2. Les liens interprofessionnels : le recours à des catégories

L'introduction de catégories socioprofessionnelles se justifie par la nécessité de synthétiser nos données. Cependant nous ne sommes pas dans une logique de recensement d'une population. Il s'agit d'étudier la structuration des liens entre des individus en fonction de la profession déclarée par chaque acteur de la relation. L'unité d'observation est la relation et non l'individu. Concrètement, cela signifie que dans le cas des déclarations multiples des pères, chaque relation établie avec un parrain est prise en compte. Le filtrage opéré par le processus d'agrégation est double. Il correspond d'abord à une construction préétablie qui vise à privilégier tel ou tel aspect des structures socioéconomiques. Le phénomène a été souvent signalé 727 . Mais dans notre cas, le travail sur des données agrégées présente aussi un autre type de risque. Notre objectif étant de mettre en évidence des liens entre des professions ou entre des groupes professionnels, l'usage de catégories peut masquer la diversité des comportements en faisant apparaître des compatibilités sociales là où il n'y a qu'une série d'attractions ou de répulsions intracatégorielles. Cependant, l'usage de catégories statistiques peut paradoxalement se justifier par les inconvénients de ce procédé. En choisissant des catégories définies selon des principes connus et clairement énoncés, nous pouvons espérer voir en quoi ces dits principes peuvent fournir une clef pour comprendre les modes de structuration des relations sociales dans l'espace étudié. Les tableaux statistiques que nous allons dresser ont pour objectif non pas de coller au plus près à la réalité, mais de saisir des logiques comportementales.

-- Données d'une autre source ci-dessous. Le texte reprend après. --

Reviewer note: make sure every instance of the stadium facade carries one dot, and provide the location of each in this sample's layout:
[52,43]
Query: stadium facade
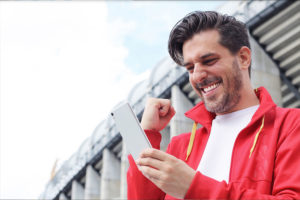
[98,169]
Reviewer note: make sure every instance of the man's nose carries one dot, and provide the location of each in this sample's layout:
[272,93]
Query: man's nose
[199,73]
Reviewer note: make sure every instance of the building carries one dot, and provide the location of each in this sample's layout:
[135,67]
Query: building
[98,169]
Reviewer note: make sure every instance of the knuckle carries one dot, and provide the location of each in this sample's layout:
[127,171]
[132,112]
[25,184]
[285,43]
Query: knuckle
[168,169]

C'est encore par des séries de tests que nous progressons. Deux types de classement ont été retenus : le premier repose sur le secteur d'activité et s'inspire des catégories utilisées dans les recensements portugais du début du XXe siècle ; le deuxième est défini en fonction du niveau et du type de qualification, une voie suggérée par de récents acquis historiographiques. Nous nous inspirons de la démarche suivie par Alain Blum et Maurizio Gribaudi dans un article cité précédemment 728 . Mais contrairement à ces auteurs qui étudient la logique des classements socioprofessionnels, nous nous attachons plus particulièrement aux résultats concrets, en essayant de déterminer quels sont les facteurs qui influencent le plus la structure des relations sociales.

Notes
727.

Depuis les travaux d'Alain Desrosières et de Laurent Thévenot sur l'histoire de la statistique et des catégories socioprofessionnelles, ces questions sont bien connues. À propos des mécanismes qui sous-tendent les opérations de regroupement en catégories et des liens entre données agrées et modèles de stratification, on se reportera au débat ouvert par A. Blum et M. Gribaudi autour des méthodes d'analyse statistique de l'espace social. A. Blum et M. Gribaudi, «Des catégories aux liens individuels : l'analyse statistique de l'espace social", Annales ESC, novembre-décembre 1990, nº6, pp. 1365-1402 ; Alain Guerreau, «À propos d'une liste de fréquences des dénominations professionnelles dans la France du XIXe siècle", Annales ESC, juillet-août, 1993, nº4, pp. 979-986 ; et la réponse des auteurs dans le même numéro de la revue : A. Blum et M. Gribaudi, «Les déclarations professionnelles : pratiques, inscriptions, sources", pp. 987-995. Nous envisageons le problème de la construction des catégories sociales implicitement uniquement à travers la question des nomenclatures professionnelles. Le processus d'agrégation des données individuelles suppose bien d'autres types de conventions, comme l'a montré Christian Topalov, dans «L'individu comme convention. Le cas des statistiques professionnelles du XIXe siècle en France, en Grande-Bretagne et aux Etats-Unis", Genèses, nº31, juin 1998, pp. 48-75.

728.

A. Blum et M. Gribaudi, «Des catégories…", op. cit.